How to Submit
Leaderboard Updates
The submissions will be evaluated on every Wednesday and Friday after 8am PST. Please refer to our Leaderboard Page for updates on the current top submissions.
GPU Instance (Updated)
We will use the Lambda Labs’ GPU Cloud to test the submissions, the instance we use has 1x RTX6000 (24GB) with 14 vCPUs, and 46 GiB RAM. We encourage the participants to test their scripts on the GPU instance to ensure successful submissions.
Example Submission
Using the Baselines models for both subtasks, we created an Example Submission Folder on Google Drive. We encourage the participants to take a look at the folder structure and script format before submitting.
Instructions
Please upload your submission to your Google Drive folder using the link you received in the registration email. In your Google Drive folder, you need to create folders with name subtask1
and/or subtask2
depending on which task you want to submit for. In each subtask folder, you may have up to 3 sub-folders (one for each submission). In each submission folder, you must have a script with name evaluate.sh
containing all necessary command, including setting up the environments, installing necessary dependencies, and evaluting your models on the test data. We recommend using conda or docker to setting up the environments (they will be pre-installed on the instance).
The test data files will be copied into your submission folder with filename test.txt
for subtask1 and test.jsonl
for subtask2 with the same format as the training and development set.

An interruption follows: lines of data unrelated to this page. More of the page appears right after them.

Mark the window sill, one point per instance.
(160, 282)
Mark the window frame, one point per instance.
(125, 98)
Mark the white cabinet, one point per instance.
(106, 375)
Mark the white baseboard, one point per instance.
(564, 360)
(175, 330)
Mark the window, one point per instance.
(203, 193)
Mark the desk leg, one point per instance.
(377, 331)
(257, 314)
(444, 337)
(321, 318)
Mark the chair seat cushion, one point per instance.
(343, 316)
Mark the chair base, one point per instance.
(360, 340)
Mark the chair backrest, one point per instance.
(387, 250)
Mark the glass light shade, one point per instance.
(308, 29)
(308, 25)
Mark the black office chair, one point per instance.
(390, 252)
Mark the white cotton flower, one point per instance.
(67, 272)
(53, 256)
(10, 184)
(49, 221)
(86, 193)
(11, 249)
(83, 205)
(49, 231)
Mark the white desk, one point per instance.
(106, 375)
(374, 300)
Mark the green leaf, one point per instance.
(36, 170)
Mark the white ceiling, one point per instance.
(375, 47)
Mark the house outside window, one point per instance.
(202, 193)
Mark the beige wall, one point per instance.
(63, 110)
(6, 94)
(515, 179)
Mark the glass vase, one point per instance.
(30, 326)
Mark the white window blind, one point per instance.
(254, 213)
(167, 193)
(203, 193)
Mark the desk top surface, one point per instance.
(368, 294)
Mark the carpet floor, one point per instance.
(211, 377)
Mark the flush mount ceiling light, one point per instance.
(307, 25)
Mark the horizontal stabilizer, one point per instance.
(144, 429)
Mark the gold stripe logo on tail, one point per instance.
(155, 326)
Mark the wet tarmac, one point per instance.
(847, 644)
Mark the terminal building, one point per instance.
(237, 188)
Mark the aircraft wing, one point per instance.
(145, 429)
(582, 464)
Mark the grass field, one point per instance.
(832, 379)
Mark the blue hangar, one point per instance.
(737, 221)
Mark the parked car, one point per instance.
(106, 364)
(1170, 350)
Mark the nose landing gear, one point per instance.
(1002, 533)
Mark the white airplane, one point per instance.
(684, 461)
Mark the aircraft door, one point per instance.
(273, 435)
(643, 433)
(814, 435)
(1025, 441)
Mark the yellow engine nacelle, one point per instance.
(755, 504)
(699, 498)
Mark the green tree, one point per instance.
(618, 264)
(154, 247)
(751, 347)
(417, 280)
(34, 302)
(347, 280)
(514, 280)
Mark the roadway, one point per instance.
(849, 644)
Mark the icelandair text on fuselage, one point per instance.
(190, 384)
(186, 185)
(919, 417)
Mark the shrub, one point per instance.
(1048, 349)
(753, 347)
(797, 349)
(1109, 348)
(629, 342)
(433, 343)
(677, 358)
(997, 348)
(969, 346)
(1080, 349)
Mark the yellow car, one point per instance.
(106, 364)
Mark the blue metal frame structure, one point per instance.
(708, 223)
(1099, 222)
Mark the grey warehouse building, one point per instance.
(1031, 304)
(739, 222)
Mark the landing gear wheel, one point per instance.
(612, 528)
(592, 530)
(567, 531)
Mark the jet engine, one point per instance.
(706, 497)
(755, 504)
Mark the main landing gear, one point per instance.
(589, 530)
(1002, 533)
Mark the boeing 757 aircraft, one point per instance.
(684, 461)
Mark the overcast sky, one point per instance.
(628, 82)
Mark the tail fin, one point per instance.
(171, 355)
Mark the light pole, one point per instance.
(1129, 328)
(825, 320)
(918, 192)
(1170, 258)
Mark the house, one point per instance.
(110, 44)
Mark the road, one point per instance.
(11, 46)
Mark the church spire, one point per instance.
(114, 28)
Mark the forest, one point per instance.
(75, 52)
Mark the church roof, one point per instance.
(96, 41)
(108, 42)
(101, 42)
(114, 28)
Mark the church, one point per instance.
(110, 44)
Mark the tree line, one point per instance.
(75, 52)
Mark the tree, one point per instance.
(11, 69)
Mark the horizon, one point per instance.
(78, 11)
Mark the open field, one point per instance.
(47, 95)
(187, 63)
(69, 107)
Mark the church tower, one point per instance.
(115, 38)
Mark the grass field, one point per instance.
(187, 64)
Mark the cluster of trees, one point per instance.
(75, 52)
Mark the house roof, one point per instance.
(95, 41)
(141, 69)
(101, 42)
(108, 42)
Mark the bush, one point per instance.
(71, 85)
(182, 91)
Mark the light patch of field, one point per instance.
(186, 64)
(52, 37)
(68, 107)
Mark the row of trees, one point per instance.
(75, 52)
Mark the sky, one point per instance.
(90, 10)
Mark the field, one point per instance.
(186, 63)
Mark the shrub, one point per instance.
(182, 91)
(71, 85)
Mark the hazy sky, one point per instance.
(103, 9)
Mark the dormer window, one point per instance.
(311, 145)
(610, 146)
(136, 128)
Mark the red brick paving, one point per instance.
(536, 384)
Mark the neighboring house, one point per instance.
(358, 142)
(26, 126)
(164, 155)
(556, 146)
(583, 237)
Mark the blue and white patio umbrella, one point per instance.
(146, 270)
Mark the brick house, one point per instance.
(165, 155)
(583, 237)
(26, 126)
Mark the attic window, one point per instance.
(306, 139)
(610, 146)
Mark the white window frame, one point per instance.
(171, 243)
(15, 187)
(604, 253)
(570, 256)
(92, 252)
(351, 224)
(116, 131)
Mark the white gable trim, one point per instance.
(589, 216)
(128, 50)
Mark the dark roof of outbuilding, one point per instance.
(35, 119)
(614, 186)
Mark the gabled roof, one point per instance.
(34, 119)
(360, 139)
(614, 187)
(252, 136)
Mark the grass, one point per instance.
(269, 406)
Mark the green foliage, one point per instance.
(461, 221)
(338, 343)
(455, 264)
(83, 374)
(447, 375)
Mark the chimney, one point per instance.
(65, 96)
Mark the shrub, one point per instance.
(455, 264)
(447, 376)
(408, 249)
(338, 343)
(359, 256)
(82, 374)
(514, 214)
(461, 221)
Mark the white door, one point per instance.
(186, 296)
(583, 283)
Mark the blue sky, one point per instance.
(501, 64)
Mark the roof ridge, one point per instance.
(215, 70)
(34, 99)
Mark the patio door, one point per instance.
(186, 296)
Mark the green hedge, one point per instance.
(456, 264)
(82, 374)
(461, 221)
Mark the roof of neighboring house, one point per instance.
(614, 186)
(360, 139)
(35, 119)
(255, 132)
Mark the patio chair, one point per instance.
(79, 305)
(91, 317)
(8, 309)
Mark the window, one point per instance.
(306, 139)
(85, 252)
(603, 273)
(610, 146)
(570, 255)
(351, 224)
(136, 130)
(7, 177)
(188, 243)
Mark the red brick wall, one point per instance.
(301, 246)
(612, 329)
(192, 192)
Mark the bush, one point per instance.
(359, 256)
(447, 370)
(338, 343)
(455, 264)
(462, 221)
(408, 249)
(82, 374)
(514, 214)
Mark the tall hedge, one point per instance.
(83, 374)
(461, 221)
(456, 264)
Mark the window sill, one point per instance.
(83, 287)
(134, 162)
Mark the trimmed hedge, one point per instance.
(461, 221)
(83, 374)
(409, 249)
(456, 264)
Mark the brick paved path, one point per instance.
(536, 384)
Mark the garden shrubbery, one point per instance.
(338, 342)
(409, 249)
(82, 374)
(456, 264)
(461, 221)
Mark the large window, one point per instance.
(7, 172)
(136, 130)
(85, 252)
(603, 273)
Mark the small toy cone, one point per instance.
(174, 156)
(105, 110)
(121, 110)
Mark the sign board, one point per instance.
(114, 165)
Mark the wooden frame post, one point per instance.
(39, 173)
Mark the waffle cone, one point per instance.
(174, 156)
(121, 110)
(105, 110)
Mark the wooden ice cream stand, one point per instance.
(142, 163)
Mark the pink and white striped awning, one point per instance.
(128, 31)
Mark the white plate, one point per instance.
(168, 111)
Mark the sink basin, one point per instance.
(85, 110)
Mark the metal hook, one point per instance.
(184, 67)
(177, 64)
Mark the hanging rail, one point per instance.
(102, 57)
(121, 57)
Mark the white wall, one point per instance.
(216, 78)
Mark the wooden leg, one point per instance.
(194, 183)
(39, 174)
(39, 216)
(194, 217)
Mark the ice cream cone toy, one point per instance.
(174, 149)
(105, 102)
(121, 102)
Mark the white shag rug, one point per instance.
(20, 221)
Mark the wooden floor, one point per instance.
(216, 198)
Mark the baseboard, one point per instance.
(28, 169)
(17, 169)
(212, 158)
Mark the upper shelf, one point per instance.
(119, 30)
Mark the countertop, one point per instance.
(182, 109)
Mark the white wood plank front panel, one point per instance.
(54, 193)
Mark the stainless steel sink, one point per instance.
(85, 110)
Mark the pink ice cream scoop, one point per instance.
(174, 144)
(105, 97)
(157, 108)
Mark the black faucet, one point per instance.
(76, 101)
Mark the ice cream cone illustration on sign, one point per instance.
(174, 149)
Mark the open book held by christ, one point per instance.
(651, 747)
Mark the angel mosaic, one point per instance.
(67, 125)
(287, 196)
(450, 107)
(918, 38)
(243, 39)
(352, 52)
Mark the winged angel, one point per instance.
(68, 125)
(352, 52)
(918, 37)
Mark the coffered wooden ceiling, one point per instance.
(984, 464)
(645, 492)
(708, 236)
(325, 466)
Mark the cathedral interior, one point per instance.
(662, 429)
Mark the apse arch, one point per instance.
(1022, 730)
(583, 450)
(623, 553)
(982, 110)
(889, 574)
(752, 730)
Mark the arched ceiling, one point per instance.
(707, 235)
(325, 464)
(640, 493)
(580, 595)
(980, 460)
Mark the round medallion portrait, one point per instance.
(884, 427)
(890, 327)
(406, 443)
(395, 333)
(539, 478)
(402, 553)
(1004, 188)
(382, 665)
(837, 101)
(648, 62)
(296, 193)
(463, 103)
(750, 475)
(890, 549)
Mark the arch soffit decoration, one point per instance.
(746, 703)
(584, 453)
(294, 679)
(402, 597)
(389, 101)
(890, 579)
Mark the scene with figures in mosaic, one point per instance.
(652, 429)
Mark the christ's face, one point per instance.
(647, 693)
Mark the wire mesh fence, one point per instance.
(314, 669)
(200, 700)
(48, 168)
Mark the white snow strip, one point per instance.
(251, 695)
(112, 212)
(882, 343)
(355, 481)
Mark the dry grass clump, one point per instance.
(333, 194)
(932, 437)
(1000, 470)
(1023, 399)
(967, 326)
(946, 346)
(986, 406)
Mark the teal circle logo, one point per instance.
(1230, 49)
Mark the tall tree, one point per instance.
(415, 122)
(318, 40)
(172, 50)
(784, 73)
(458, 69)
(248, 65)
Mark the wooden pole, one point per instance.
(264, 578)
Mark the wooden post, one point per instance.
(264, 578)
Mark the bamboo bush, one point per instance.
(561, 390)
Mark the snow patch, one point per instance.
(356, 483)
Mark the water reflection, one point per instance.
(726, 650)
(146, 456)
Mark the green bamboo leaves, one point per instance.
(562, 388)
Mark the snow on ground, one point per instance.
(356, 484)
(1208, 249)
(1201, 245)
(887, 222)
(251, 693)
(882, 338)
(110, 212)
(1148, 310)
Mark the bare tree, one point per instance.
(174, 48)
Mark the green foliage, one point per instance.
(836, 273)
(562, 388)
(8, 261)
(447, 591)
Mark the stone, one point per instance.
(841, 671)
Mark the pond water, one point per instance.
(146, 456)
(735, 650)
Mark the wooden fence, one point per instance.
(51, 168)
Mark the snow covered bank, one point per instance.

Please ensure you output the the evaluation results (micro f1/accuracy) into a text file named results.out
containing a single line with the corresponding score (e.g. 0.60), we will use this to update the Leaderboard. After evaluation, you will see a output file with name evaluation.out
containing the shell output for evaluate.sh
in each submission folder. See below for an example of the structure of your submission folder after evaluation, please ensure that all submission files is under a sub-folder even if you only have one submission.
Team Name
│
└───subtask1
│ │
│ └───task1_submission1
│ │ │ test.txt
│ │ │ evaluate.sh
│ │ │ results.out
│ │ │ evaluation.out
│ │ │ ...
│ │
│ └───task1_submission2
│ │ │ test.txt
│ │ │ evaluate.sh
│ │ │ results.out
│ │ │ evaluation.out
│ │ │ ...
│ │
│ └───task1_submission3
│ │ │ test.txt
│ │ evaluate.sh
│ │ results.out
│ │ evaluation.out
│ │ ...
│
└───subtask2
│
└───task2_submission1
│ │ test.jsonl
│ │ evaluate.sh
│ │ results.out
│ │ evaluation.out
│ │ ...
│
└───task2_submission2
│ │ test.jsonl
│ │ evaluate.sh
│ │ results.out
│ │ evaluation.out
│ │ ...
│
└───task2_submission3
│ test.jsonl
│ evaluate.sh
│ results.out
│ evaluation.out
│ ...
Please ensure that all file and folder names are correct, you can refer to our evaluation script for details. Lastly, please ensure your script finish execution in a reasonable amount of time (<10 min), and refrain from downloading unnecessarily large files to the local file system.
Tips
If you don’t want to upload your code to Google Drive, you can download your submission files in your script evaluate.sh
to the local directory (e.g. using wget). We will be erasing all data on the instance after each evaluation session.